US lawmakers have launched a campaign to save the General Electric/Rolls-Royce F136 engine from extinction only a week after the Department of Defense signed an order terminating the development programme, worth at least $5 billion.
The House Armed Services Committee forwarded a fiscal year 2012 authorisation bill on 3 May that triggers new engine competitions under two scenarios.
Any move by the DoD to upgrade the take-off or vertical thrust of the Pratt & Whitney F135 engine for the Lockheed Martin F-35 would force a new competition under the House bill.
Secondly, the US Air Force must stage an engine competition for the next-generation bomber if the legislation passes.
© GE/Rolls-Royce |
Neither scenario mentions the F136 by name, but the intent to save the former alternate engine programme for the F-35 is clear.
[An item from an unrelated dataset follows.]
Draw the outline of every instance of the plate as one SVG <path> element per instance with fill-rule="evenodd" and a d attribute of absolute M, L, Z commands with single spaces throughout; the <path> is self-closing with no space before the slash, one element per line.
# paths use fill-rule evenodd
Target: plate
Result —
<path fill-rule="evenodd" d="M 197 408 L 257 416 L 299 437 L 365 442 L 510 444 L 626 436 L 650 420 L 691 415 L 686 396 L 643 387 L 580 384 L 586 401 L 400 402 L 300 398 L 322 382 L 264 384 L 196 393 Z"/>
P&W strongly criticised the House committee's bill. "This just seems like a way to punish the whole F-35 programme because the F136 'extra' engine was terminated," it said.
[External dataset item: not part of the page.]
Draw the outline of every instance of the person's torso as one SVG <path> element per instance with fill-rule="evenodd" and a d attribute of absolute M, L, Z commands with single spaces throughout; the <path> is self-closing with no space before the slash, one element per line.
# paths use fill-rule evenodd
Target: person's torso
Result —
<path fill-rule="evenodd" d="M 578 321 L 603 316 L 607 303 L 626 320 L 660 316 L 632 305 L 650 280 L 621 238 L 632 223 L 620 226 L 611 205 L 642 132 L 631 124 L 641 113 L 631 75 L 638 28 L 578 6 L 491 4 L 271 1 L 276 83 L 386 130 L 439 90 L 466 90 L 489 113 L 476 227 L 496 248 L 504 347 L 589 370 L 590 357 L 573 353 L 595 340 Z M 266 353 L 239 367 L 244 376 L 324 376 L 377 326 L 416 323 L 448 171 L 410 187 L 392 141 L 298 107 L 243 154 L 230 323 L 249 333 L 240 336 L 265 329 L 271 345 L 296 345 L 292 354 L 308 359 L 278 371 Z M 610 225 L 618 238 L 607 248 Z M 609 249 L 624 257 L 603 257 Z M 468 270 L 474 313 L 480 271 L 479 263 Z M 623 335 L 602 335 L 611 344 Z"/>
The DoD finally shut down the F136 programme on 25 April after arguing for six years that its extra costs were not worth what officials described as uncertain benefits of competition.
Allies of the F136 and competitive procurement policies in general in Congress, meanwhile, resisted the DoD's pressure, and kept the F-35's alternate engine alive until earlier this year.
In February, during a wave of deficit-slashing fervour, the full House passed an FY2011 spending bill that contained no funding for the F136. That vote allowed the DoD to terminate the F136 contract.
The GE/R-R team has offered to self-fund at least a portion of the remaining development costs, estimated to range between $1.9 billion and $2.7 billion. But the DoD termination order leaves the F136 team few options, with no access even to the engine hardware developed with $3 billion spent over the past 14 years.
The F136's supporters in Congress have apparently seized on remarks by P&W officials, who have publicly discussed proposals to increase the thrust of the F135 to meet the vertical load bring back requirements of the struggling F-35B variant.
However, the company has now said there is no need to increase the F135's thrust performance.
"The F135 is currently meeting or exceeding thrust specifications and there is no planned effort, nor any need, to increase thrust," it said.